Project

General

Profile

SISPI Database Guide

The SISPI database uses PostgreSQL as the underlying database server. Instructions on how to install and initially configure the database can be found in the DES DocDB 4029. The notes below describe the SISPi-specfic configuration of the database. They assume you are familiar with performing admin tasks on a PostgreSQL database.

Table of Contents

Database Configuration

The database software is installed as a eups product in the SISPI products tree, /usr/remote/software/products. We are currently using 9.03. The master database is running on server2. The database directory on server2 is /raid2/database/sispi_db. The mirror is running on server3. The database directory on server3 is /raid3/database/sispi_db. The database runs as user postgres. It is started at boot time by a System V style start script in /etc/init.d/postgresql.

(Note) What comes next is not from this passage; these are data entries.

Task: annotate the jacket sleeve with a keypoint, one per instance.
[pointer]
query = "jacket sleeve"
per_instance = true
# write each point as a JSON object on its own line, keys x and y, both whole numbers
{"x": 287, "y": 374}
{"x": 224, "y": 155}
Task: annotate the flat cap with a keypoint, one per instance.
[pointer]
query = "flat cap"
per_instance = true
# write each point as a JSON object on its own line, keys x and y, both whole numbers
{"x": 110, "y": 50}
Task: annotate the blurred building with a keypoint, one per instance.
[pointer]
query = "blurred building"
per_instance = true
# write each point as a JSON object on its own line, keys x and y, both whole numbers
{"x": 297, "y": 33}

The database directories are owned by the postgres account.

The following configuration options in @postgresql.conf@are set differently from the defaults:

# CONNECTIONS AND AUTHENTICATION

listen_addresses = '*'
max_connections = 400

# ERROR REPORTING AND LOGGING

logging_collector = on
log_directory = 'pg_log'
log_filename = 'postgresql-%Y-%m.log'
log_truncate_on_rotation = on
log_rotation_age = 43200

# CLIENT CONNECTION DEFAULTS

search_path = 'constants,telemetry,alarms,users,exposure,bss,obstac,"$user",public' 
timezone = 'UTC'

pg_hba.conf

# All SISPI machines in subnet 139.229.14 (addresses < 128)
host    all         all         139.229.14.0/25       md5

Database Replication

We are using PostgreSQL 9 streaming replication to make a standby copy of the database. We are also streaming a copy to Fermilab to des10. Here are the notes on setting up the replication and doing the failover. The primary is running on server2 and the standby on server3. Note that the configuration of each database must be the same,e.g., if the primary has max_connections = 400 then the standby must also.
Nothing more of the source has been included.